Veranstaltungsberichte

"Aktuelle Politik in Polen"

Vortragsveranstaltung in Kooperation mit Europe Direct Saarbrücken und der Deutsch-Polnischen Gesellschaft Saar e.V.
Naturgemäß blickt man im Saarland eher gen Westen und beobachtet aktiv und mit Interesse das politische Geschehen bei unserem Nachbarn Frankreich. Dass sich ein Blick auch Richtung Osten lohnt, zeigte die Veranstaltung des Politischen Bildungsforums Saarland der Konrad-Adenauer-Stiftung e.V. (KAS) zum Thema „Aktuelle Politik in Polen“. Kooperationspartner an diesem Abend waren Europe Direct Saarbrücken sowie die Deutsch-Polnische Gesellschaft Saar e.V.
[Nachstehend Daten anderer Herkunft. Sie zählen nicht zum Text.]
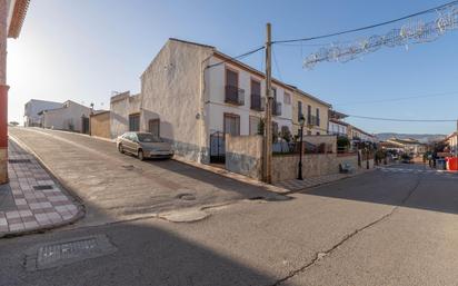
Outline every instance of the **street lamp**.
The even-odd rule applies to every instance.
[[[303,115],[299,117],[299,125],[300,125],[300,146],[299,146],[299,171],[298,171],[298,180],[302,180],[302,137],[303,137],[303,125],[306,124],[306,118]]]

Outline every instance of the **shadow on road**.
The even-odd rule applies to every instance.
[[[1,239],[1,285],[272,285],[275,278],[166,229],[165,221]],[[117,252],[59,267],[28,272],[24,253],[39,244],[107,235]],[[240,259],[242,260],[242,259]],[[268,262],[266,262],[268,263]]]
[[[457,183],[435,175],[372,171],[303,194],[458,214]]]

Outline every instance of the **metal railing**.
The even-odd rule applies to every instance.
[[[245,89],[236,86],[226,86],[225,102],[238,106],[245,105]]]

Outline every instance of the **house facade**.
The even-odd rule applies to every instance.
[[[292,108],[292,134],[299,135],[299,118],[306,119],[303,135],[327,135],[328,115],[331,105],[295,88]]]
[[[329,119],[329,127],[328,134],[336,135],[336,136],[346,136],[348,135],[348,126],[349,124],[340,121],[338,119],[330,118]]]
[[[62,107],[61,102],[31,99],[24,106],[23,126],[42,127],[43,111]]]
[[[317,127],[326,134],[329,105],[276,79],[272,96],[273,132],[293,132],[295,98],[305,97],[313,110],[320,108]],[[150,131],[170,141],[177,155],[209,162],[216,150],[225,152],[225,135],[261,131],[265,107],[262,72],[215,47],[169,39],[141,75],[140,95],[111,99],[111,135]]]
[[[450,151],[455,155],[455,157],[458,157],[458,132],[452,132],[447,136],[446,141],[450,147]]]
[[[0,184],[8,181],[8,38],[17,39],[21,32],[29,0],[0,0]]]
[[[130,91],[110,99],[110,137],[117,138],[127,131],[140,131],[140,95]]]
[[[71,100],[60,108],[43,111],[44,128],[89,134],[89,116],[92,109]]]

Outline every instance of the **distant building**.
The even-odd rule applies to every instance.
[[[329,125],[328,134],[336,136],[347,136],[349,124],[345,122],[342,119],[348,116],[336,110],[329,110]]]
[[[60,108],[42,112],[43,127],[89,134],[89,116],[91,112],[91,108],[67,100]]]
[[[425,144],[421,144],[420,141],[412,138],[391,138],[386,140],[385,142],[388,145],[397,146],[397,148],[401,149],[404,152],[412,154],[415,156],[420,156],[427,151],[427,146]]]
[[[42,127],[43,112],[62,107],[61,102],[46,101],[39,99],[31,99],[24,106],[23,126],[26,127]]]

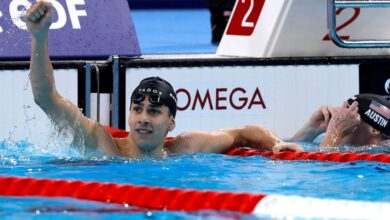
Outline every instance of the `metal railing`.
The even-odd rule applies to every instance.
[[[390,7],[390,1],[369,0],[328,0],[328,28],[332,41],[344,48],[386,48],[390,47],[390,40],[343,40],[337,35],[336,9],[337,8],[380,8]]]

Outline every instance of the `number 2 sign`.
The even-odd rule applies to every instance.
[[[227,35],[250,36],[256,27],[265,0],[237,0]]]

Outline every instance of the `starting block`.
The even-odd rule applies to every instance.
[[[217,54],[245,57],[390,54],[388,48],[336,46],[329,36],[327,10],[325,0],[237,0]],[[340,39],[390,40],[390,7],[335,10]]]

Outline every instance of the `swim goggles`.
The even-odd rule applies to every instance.
[[[152,103],[153,105],[161,106],[164,104],[161,100],[160,95],[157,95],[157,94],[145,95],[145,94],[140,93],[140,92],[137,92],[134,94],[132,102],[141,103],[145,100],[146,96],[148,96],[149,102]]]

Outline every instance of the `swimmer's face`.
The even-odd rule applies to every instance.
[[[356,130],[345,136],[342,140],[342,144],[352,144],[352,145],[368,145],[371,141],[372,133],[370,130],[372,127],[364,121],[361,121],[357,126]]]
[[[130,136],[142,151],[161,150],[168,132],[175,128],[175,119],[165,105],[156,106],[145,99],[132,103],[129,116]]]

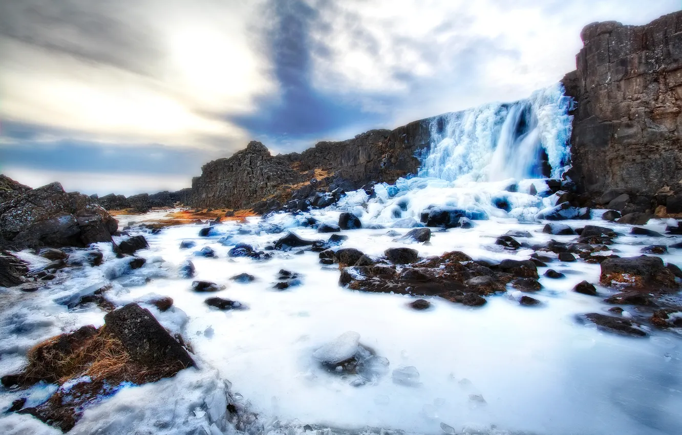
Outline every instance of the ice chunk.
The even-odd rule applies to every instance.
[[[359,342],[360,334],[349,331],[316,350],[312,357],[325,364],[336,364],[355,355]]]
[[[393,383],[405,387],[417,387],[419,385],[419,372],[413,365],[399,367],[393,371]]]

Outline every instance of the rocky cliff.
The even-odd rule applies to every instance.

Polen, der „Musterschüler der europäischen Integration“ in den 1990er und Anfang der 2000er Jahre, wie es Michael Quaas, Projektkoordinator im Auslandsbüro Warschau der KAS formulierte, zog an die 100 Interessierte in den altehrwürdigen Festsaal des Rathauses St. Johann in Saarbrücken. Vielleicht liegt es daran, dass Polen in den letzten Monaten eher durch Verzögerungspolitik auf europäischer Ebene und umstrittene innenpolitische Reformen auf sich aufmerksam gemacht hat. Michael Quaas, der selbst in Polen lebt und arbeitet, wusste von heftigen politischen Auseinandersetzungen sowohl im Sejm, neben dem Senat die zweite Kammer der polnischen Nationalversammlung, als auch auf den Straßen der polnischen Großstädte zu berichten. Seit Amtsantritt der aktuellen polnischen Regierung unter Führung der „Prawo i Sprawiedliwość“, kurz: PiS oder auf Deutsch „Recht und Gerechtigkeit“, versucht sich diese an einem Umbau des polnischen Staates. Betroffen seien vor allem die Justiz sowie die Medienlandschaft, merkte Michael Quaas an. Auch Nichtregierungsorgansiationen, die sich konstruktiv-kritisch mit der Arbeit der Regierung befassen, sähen sich vermehrt Einschränkungen in ihrer Arbeit ausgesetzt.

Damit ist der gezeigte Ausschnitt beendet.